Thinking about maintenance treatments for your outdoor flooring can be daunting. Especially if your reference point is past experience with softwood like cedar, or even northern species of hardwoods like pine.
But it doesn’t have to be, especially if you’ve got a durable exotic hardwood like ipe or cumaru, and you read and apply the tips we’ve gathered for you below.
- Know what kind of wood it is
Softwoods like cedar have characteristics very different from hardwoods like teak, ipe or cumaru. Softwoods are, well, soft, quite porous and will absorb stains, sealants and other products much more quickly and deeply than their hardwood cousins. Knowing this will help you determine what the right approach is for your spring fine-tuning.
- Choose the right products for the type of wood
Whether you buy at a big box outlet or a specialty provider, be sure to check what type of wood the product is designed for. Something made to work with softwood will likely be too thick to absorb into a dense, high-resin content hardwood.
- Understand the different types of cleaning and when each should be used
Does your wood floor just have a bit of dust on it?

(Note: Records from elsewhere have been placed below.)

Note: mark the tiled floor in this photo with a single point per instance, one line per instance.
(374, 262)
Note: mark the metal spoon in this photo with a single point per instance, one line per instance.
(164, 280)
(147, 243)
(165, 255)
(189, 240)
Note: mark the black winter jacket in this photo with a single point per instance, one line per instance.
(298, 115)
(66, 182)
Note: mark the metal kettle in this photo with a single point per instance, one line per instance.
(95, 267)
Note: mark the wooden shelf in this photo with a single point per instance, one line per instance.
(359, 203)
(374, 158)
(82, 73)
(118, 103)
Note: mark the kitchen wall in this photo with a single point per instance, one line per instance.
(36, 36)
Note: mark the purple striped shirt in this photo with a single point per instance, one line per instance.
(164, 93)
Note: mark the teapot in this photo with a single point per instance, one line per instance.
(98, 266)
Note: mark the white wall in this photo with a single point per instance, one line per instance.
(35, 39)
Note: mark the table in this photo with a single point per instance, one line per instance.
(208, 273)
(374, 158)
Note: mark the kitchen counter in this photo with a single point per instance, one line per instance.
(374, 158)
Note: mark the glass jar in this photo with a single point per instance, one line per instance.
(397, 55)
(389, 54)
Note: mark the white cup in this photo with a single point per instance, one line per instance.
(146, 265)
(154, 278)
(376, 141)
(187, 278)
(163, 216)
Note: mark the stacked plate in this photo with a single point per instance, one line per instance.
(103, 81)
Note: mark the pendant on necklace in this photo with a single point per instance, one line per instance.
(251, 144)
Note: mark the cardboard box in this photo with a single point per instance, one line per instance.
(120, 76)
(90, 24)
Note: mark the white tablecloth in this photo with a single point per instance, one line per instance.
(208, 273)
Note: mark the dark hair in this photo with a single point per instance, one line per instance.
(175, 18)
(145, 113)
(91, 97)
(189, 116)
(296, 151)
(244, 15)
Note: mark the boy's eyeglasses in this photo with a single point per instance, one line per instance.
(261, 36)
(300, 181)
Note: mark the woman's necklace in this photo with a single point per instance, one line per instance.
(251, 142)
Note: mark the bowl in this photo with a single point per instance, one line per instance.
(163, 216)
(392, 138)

Or have a year’s worth of BBQ parties left dollops of greasy residue? Are you close to a freeway or in cottage country? It all makes a difference. Dust can be swept and damp-mopped. Grease or urban pollution will need a more careful, thorough cleansing.

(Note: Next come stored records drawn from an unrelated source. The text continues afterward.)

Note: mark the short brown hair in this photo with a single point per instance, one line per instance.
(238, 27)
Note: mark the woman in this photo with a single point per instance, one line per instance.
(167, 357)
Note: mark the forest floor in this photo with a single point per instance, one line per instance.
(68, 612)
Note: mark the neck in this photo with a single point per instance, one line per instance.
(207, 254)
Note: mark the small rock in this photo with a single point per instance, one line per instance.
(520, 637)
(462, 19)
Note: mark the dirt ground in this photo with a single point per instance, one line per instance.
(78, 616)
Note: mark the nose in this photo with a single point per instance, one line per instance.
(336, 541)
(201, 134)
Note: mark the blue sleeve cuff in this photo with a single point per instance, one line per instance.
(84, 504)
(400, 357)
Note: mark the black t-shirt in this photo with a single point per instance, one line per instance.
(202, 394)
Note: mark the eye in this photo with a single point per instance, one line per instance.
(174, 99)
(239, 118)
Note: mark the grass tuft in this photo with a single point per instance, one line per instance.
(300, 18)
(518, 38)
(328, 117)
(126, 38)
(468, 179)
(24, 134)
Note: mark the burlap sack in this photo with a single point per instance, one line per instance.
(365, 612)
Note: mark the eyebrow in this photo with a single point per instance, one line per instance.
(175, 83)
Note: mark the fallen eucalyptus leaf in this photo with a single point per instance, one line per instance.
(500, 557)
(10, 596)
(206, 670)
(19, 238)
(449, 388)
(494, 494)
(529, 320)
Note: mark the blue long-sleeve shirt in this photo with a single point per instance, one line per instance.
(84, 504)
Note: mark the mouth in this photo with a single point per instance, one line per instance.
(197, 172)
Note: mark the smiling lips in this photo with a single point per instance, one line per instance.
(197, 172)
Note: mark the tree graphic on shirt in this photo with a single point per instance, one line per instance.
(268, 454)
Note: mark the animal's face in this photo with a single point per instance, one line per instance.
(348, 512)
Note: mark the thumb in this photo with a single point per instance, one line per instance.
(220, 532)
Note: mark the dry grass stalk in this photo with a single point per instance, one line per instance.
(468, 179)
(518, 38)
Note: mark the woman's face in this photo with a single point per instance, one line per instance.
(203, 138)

- Use “water-based” products carefully
They’re easy to clean up and generally have lower odours. Water-based products are usually a little finickier with respect to the workable temperature. In our experience there’s nothing as good for wood – whether soft or hard – than a high quality oil-based product.
- Follow instructions on the product containers!

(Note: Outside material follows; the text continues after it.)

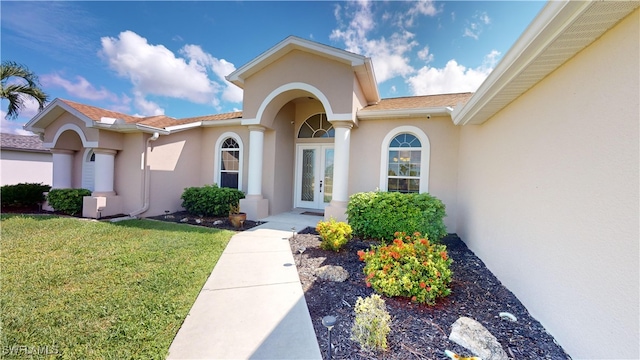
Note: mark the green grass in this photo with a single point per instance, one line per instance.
(84, 289)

We all like to “wing it” a little here and there. But to properly protect your investment, and save you time and trouble down the road, we recommend you follow the directions on the product label. For example, if the can says not to apply in temperatures below 10 degrees, there’s a good reason! If it tells you to wait 12 hours between coats, we believe you will be happier in the long run if you do what they tell you!